Opposition MKs whose public exchanges with Prime Minister Binyamin Netanyahu have until now been limited to shouted interjections during his speeches or denunciations of him in their own speeches, as of Monday were given the opportunity to question him directly in a new Question Time format in the Knesset.

As expected, Netanyahu had to fend off questions about alleged wrongdoing by his former chief of staff Ari Harow. The latter’s police investigation has been making headlines in the local media. Although the details of the case are under a gag order, Harow is reportedly suspected of conflict of interests violations. Harow was reportedly interrogated by the National Fraud Investigations Unit for 15 hours last Thursday before being put under house arrest. The questioning, which continued on Monday morning, was said to pertain to the prime minister as well.

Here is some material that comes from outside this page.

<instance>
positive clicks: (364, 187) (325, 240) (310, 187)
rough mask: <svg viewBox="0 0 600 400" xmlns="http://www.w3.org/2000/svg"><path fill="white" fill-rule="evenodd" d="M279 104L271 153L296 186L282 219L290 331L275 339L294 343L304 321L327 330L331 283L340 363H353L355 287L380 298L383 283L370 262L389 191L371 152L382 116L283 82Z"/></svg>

Responding to a question from MK Yael Cohen Paran (Zionist Camp), the prime minister said, “There is a flood of nonsense, inventions, lies. This has been checked for many years and nothing has been found for a simple reason: There is nothing. There never was anything. In this instance too, there is no fire, no smoke — just hot air. A lot of hot air.”

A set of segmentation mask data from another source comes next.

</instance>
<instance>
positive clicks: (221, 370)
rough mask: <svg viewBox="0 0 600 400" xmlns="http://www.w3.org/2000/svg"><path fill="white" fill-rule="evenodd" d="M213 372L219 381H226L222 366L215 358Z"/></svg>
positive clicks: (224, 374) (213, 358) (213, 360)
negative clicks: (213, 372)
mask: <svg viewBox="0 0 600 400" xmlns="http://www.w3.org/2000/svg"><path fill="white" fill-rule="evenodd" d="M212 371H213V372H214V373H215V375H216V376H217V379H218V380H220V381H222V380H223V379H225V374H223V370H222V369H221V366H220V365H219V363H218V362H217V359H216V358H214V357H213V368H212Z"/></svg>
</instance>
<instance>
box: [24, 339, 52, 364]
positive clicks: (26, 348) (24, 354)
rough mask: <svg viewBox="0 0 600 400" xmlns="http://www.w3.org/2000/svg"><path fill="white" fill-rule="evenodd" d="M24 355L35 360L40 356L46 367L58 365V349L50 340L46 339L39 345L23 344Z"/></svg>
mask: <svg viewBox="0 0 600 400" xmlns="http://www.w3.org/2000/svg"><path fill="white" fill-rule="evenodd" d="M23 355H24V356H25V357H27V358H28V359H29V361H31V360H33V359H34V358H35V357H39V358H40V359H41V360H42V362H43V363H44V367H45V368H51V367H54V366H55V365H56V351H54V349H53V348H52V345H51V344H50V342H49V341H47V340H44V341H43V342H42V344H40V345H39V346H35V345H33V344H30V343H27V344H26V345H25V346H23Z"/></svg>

Before taking questions on other matters, the prime minister added emphatically, “I want to give you a spoiler. So anybody who doesn’t want to hear should block their ears or leave the hall: In this case nothing will come (of it) because there is nothing. There is nothing,” he said.

(Hadas Parush/Flash90)
(Hadas Parush/Flash90)

Regarding a U.S Senate report confirming that the U.S. State Department had indirectly funded an organization, V-15 (for Victory in 2015), which was working to defeat Netanyahu in the last campaign for prime minister, he gave his first public reaction:

“No one denied that this happened. A Senate sub-committee published the report. V-15 were helped by governments, though the State Department still says it didn’t know about it — but the money was donated in order to try to influence election results in Israel. The Likud protested against it in real time, and got no response from the Courts.”

On the planned evacuation of the Shomron outpost of Amona, which has strained the coalition in recent days, Netanyahu said, “Amona is a matter of doing justice in an issue that’s been going on for many years. Several proposals have come up, and the defense minister asked for a few days to examine the matter. All involved parties would like to see a settlement rather than anything else.”

Question Time calls for the prime minister to answer questions for one hour and forty minutes (the forty minutes added for the additional portfolios he holds as foreign, communications, economy, and regional cooperation minister). Three-quarters of the questions will come from the opposition.